«Niente di grave», un racconto di malasanità italiana

Niente di grave
Pompilio Turtoro
Imprimatur – 2017 – 12 euro

«Era tutto sotto gli occhi dei medici, fin dal primo giorno in cui abbiamo messo piede al pronto soccorso. Possibile che non ci sia stato un solo dottore attento? Nessuno di loro ha notato tutti questi sintomi?», così si può riassumere Niente di grave, il primo racconto di Pompilio Turtoro, classe 1975, conosciuto perché autore di molte canzoni dei Nomadi dal 1998. Un caso di malasanità in un ospedale del profondo Sud diventa un dramma familiare: un figlio racconta l’agonia della propria madre, che si vede più volte respinta dai medici del pronto soccorso perché, secondo loro, affetta da una semplice bronchite. I sintomi però sono chiari fin dal primo accesso: tosse violenta, paralisi agli arti inferiori, impossibilità a deglutire. La verità è che la donna ha la sindrome di Guillain-Barré, una patologia rara che, se presa in tempo, può comunque essere curata.
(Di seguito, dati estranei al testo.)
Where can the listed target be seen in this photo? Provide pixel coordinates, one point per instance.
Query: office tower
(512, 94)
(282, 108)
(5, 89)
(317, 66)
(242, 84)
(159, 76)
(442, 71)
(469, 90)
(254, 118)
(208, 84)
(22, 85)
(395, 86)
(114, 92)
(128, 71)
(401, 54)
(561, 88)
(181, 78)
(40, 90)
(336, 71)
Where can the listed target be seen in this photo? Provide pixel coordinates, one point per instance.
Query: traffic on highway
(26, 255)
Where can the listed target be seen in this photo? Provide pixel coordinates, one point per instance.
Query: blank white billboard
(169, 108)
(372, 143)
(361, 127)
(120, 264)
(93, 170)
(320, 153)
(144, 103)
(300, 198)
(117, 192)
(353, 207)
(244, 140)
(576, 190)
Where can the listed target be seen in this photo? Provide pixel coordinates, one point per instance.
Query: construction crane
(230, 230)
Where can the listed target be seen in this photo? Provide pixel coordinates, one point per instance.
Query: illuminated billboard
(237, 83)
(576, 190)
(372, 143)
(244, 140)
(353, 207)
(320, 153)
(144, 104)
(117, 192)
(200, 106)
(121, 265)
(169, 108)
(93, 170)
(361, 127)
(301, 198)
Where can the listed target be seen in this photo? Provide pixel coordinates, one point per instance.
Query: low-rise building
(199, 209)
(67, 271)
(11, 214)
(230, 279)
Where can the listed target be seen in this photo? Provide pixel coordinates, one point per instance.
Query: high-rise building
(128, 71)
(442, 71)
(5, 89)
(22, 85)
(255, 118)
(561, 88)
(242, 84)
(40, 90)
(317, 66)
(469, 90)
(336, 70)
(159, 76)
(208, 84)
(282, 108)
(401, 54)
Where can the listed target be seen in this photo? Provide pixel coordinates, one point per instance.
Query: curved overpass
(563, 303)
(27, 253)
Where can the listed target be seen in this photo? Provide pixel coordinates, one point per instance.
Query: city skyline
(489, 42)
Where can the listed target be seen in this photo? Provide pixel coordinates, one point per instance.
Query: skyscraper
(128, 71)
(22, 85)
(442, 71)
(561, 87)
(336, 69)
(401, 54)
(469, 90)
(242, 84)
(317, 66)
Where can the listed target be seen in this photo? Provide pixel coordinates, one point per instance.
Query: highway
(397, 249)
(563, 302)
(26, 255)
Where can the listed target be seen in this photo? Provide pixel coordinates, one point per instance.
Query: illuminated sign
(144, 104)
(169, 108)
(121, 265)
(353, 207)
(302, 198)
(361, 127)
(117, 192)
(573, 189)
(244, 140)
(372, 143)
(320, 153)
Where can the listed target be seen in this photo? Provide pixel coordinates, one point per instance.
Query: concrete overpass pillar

Saranno i figli, e i familiari, ad accorgersi dei rapidi peggioramenti della donna, e a insistere perché venga ricoverata. Ma sarà troppo tardi. Tutto è nato da una telefonata: «Siamo in ospedale, abbiamo portato mamma al pronto soccorso perché quella tosse non cessava». Ma sin da subito, con un medico solo per un centinaio di pazienti al giorno, il malfunzionamento della sanità è evidente. Dall’attesa lunghissima alla prima diagnosi sbrigativa, è un’escalation di errori di cui sembrano accorgersi solo i familiari della donna.
In fondo non è «niente di grave», continuano ad affermare i medici, mentre è evidente che c’è qualcosa che non va, che non è una semplice bronchite. I familiari si sentono completamente esclusi dalla diagnosi, la loro testimonianza non viene ascoltata e ogni loro parola sembra essere messa a tacere da delle lauree in medicina. Un dramma familiare che continua a crescere e a ingigantirsi, fino a trasformarsi in tragedia: a forza di «non è niente di grave», la gravità aumenta e il tempo a disposizione diventa sempre meno. Una lotta contro il tempo in cui si ha il preludio di una sconfitta, ma in fondo forse anche il fatto che una donna rischi la vita «non è niente di grave».